You're pretty quick to assume I don't. Believe me, I understand. I just don't agree that it's a good idea to mix up object lifetimes and execution context by using destructors to "magically" release locks etc. It never was. The mistakes were made years ago.
I'm not quick to judge (in this case). I'm judging after careful consideration, because I know the difference between good and bad patterns. The ones being hasty are those who mistake their own comfort level with something (often because they know nothing else) for actual merit.
C++ without deterministic destructors to manage lifetime would be a (fundamentally) different language.
Furthermore, also disagree with you that it would be a better language. C++ has many warts but object lifetime and RAII is amongst its strong suits (unarguably, I thought — yes, resource lifetime is complex, but it’s inherently so; C++ just makes the complexity explicit and handles it in a good way). Handling resource lifetime in languages with nondeterministic GCs can be such a pain that it has fundamental, detrimental impact on the architecture. Just look at .NET’s handling of `Dispose`. I’ve written a ton of .NET GUI code, and handling resource lifetime (in particular GDI+) is an absolute pain point, which is uniquely caused by the lack of deterministic object lifetime.
> C++ without deterministic destructors to manage lifetime would be a (fundamentally) different language.
The problem is that it's not usefully deterministic once you add in exceptions, shared pointers, move semantics, lambda captures, etc. Not to mention every perverse combination of those things. Yes, it's deterministic in the tautological sense that almost everything is deterministic given enough information, but I'm not sure that's enough even for the people who write the compilers. Even they have bugs related to misunderstanding this "deterministic" system. I certainly wouldn't want to make it less deterministic, and defer certainly doesn't make it so.
> resource lifetime is complex, but it’s inherently so
A certain amount of complexity is natural, a certain amount is spurious and self-inflicted. See above for some of the causes of that spurious complexity.
> C++ just makes the complexity explicit
Being explicit about memory management isn't a goal. C is even more explicit about these things. Does that make it a better language? Even in C++, new/delete is more explicit than most of the current idioms, and every book on modern C++ recommends against them. Explicit memory management should be a last resort, for the cases not handled cleanly by the language's other constructs, and those should be kept to a minimum. C++ has notably failed at that. Literally every other popular language except for C does better.
> Handling resource lifetime in languages with nondeterministic GCs can be such a pain
Do you really see no alternatives between dumping all memory-management complexity on the programmer and a full tracing GC? The authors of Objective C's automatic reference counting or Rust's borrow checker might take issue with that, as would the people who developed the memory-lifetime rules and infrastructure for all of the bigger older C codebases I mentioned in another comment. It is in fact possible for object lifetimes to be far more deterministic than in C++ as it exists today, and I for one think that would be a good thing.
> The problem is that it's not usefully deterministic once you add in exceptions, shared pointers, move semantics, lambda captures, etc.
No, it really is, even in the presence of the things you mentioned.

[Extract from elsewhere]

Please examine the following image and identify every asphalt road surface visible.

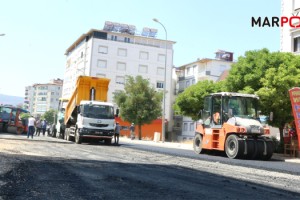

That’s the whole point.
> Being explicit about memory management isn't a goal. […]
I get the impression that you’re confusing explicit and manual memory management. They’re not the same.
> Do you really see no alternatives between dumping all memory-management complexity on the programmer and a full tracing GC?
Of course I do, but the alternatives aren’t without their own problems. I’m curious how Rust will fare but Objective C’s ARC, while attractively simple, has performance implications, and then there’s the problem with cycles.
> The problem is that it's not usefully deterministic once you add in exceptions, shared pointers, move semantics, lambda captures, etc. Not to mention every perverse combination of those things.
It really is though, and I can't stress that enough. I feel you just throwing out keywords to make it sound more complex than it is.
I already mentioned "defer" as in Go or Zig. It's explicitly tied to scope exit, not object lifetime, so it avoids all of the problems inherent in confusing the two.
I didn't ask what language you would use. I asked what you would do in C++, given you're criticizing people for writing such code in the language. If you're put so much thought into this problem like you claim then surely you must have a better alternative in mind.
I don't care what people "would do" in C++ today, because my whole point is that C++ started down this bad path years ago. I'm not criticizing people for writing such code. I'm criticizing the standards-makers who made such hacks (seem) necessary. It's not about having put thought into it either. Lots of people had put plenty of thought into it when the various versions of C++ were standardized. This is about making the right choices from among the alternatives available, and that was not done.
Demanding a solution that is both applicable to C++ as it exists today and yet not in C++ today is demanding two contradictory things. It's demanding that the same thing both did and didn't happen. It's dishonest. You want a suggestion? Adopt "defer" for the next version of C++. It's the best we can do. We can't change the past, but we can learn from it if we don't get stuck trying to excuse past mistakes and attack those who point them out.
I'm not quick to judge (in this case). I'm judging after careful consideration, because I know the difference between good and bad patterns. The ones being hasty are those who mistake their own comfort level with something (often because they know nothing else) for actual merit.